Tenaga Kesehatan Ogan Ilir Dipecat
Nakes di Ogan Ilir Dipecat Bupati, Ombudsman Sumsel akan Lanjutkan Pelaporan ke Pusat
Nakes di Ogan Ilir Dipecat Bupati, Ombudsman Sumsel akan Lanjutkan Pelaporan ke Pusat
TRIBUNSUMSEL.COM, PALEMBANG - Ombudsman RI Perwakilan Sumsel akan meneruskan persoalan pemberhentian 109 tenaga kesehatan dan non kesehatan di RSUD Ogan Ilir ke pusat
Dengan catatan dalam 30 hari kerja beberapa rekomendasi yang termasuk dalam tindakan korektif yang ditujukan kepada Bupati Ogan Ilir Ilyas Panji Alam tak dilaksanakan.
Adapun rekomendasi tindakan korektif tersebut yaitu Ombudsman Sumsel meminta Bupati Ogan Ilir membatalkan dan mencabut Surat Pemberhentian dengan tidak hormat 109 Tenaga Kesehatan dan non kesehatan di RSUD Ogan Ilir atau mengembalikan hak dan kedudukan ratusan pegawai yang telah diberhentikan tersebut.
Selain itu, bupati Ogan Ilir jua disarankan untuk melakukan evaluasi terhadap manajemen RSUD Ogan Ilir termasuk kedudukan Direktur RSUD Ogan Ilir.
Kepala Perwakilan Ombudsman Sumsel, M. Adrian Agustiansyah, menjelaskan akan meneruskan Laporan Akhir Hasil Pemeriksaan (LAHP) tersebut ke Ombudsman RI di Jakarta untuk dilakukan penguatan. Rekomendasi yang diberikan tersebut pun bersifat final dan mengikat bagi Bupati Ogan Ilir selaku pihak terlapor.
"Jika rekomendasi ini tidak diikuti, maka akan diteruskan ke ombudsman pusat," jelasnya pada konferensi pers mengenai pemberhentian 109 tenaga kesehatan dan non kesehatan di RSUD Ogan Ilir, Rabu (22/7/2020).
Berdasarkan temuan Ombudsman, pemberhentian 109 nakes di RSUD Ogan Ilir cacat administrasi. Hal tersebut dapat dilihat dari tidak adanya Surat Keterangan (SK) pengangkatan pegawai atau dokumen resmi yang menyatakan 109 jika tenaga kesehatan dan non kesehatan yang bekerja.
"Hanya ada surat pemberian insentif dari bupati dan surat perjanjian yang menjadi pedoman mereka selama bekerja. SK pengangkatan tidak ada hanya ada SK Honorarium. Padahal, jika keluar SK honorarium ada SK pengangkatan terlebih dahulu," kata Adrian.

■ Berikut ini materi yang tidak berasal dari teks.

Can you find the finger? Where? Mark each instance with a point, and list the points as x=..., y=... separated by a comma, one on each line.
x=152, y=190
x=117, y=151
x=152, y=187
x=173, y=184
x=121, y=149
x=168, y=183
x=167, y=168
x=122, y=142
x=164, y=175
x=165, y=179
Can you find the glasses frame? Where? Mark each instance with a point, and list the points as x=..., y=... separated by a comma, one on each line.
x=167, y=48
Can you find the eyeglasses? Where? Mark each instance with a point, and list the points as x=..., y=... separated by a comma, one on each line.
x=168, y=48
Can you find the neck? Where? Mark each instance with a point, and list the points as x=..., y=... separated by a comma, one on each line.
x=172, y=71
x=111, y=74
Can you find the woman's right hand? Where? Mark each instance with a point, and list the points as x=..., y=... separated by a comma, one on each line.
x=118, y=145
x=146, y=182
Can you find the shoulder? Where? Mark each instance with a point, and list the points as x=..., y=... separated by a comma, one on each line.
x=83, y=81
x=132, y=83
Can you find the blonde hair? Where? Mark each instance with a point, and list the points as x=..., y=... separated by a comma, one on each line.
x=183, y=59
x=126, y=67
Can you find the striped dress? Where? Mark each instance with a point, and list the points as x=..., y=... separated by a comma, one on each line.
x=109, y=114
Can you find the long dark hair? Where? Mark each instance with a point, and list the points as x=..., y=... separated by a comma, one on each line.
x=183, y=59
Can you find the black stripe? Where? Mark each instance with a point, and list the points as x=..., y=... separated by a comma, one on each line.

Selain itu, ada pula bukti maladministrasi lainnya juga yaitu soal tumpang tindih penerbitan SK yang terbit oleh Bupati Ogan Ilir Nomor 191/KEP/RSUD/2020 tanggal 20 Mei 2020.
Rupanya SK tersebut memiliki kesamaan dengan SK terbit yaitu nomor Tim Sentra Hak Kekayaan Intelektual Badan Penelitian dan Pengembangan Daerah (Baltibangda) Kabupaten Ogan Ilir tanggal dengan No: 191/Kep/Baltibangda/2020 tanggal 06 Februari 2020.
"SK ini terbit mungkin tidak mengikuti aturan yang berlaku karena kalau mengikuti aturan SOP maka tidak akan terjadi hal-hal yang seperti ini," kata Adrian.
Disebutkan Adrian, alasan bupati Ogan Ilir memberhentikan nakes dikarenakan mangkir dari pekerjaan dengan tidak hadir selama lima hari berturut-turut.
Dalam penelitian Ombudsman di lapangan, ternyata jam kerja di RSUD Ogan Ilir bukan menganut jam kerja pada umumnya melainkan memakai sistem sif yakni dua hari libur dan dua hari masuk.
"Kalau kita pakai hal tersebut maka tidak tidak ada satu orang pun dari 109 pekerja yang diberhentikan tidak masuk kerja lima hari berturut-turut," ujarnya.
Hal yang lebih fatalnya lagi, lanjut Adrian, ternyata dari pekerja yang diberhentikan tersebut terdapat dua orang yang sedang cuti melahirkan dan ada satu lagi nakes yang sudah mengundurkan diri sejak Maret 2020 lalu.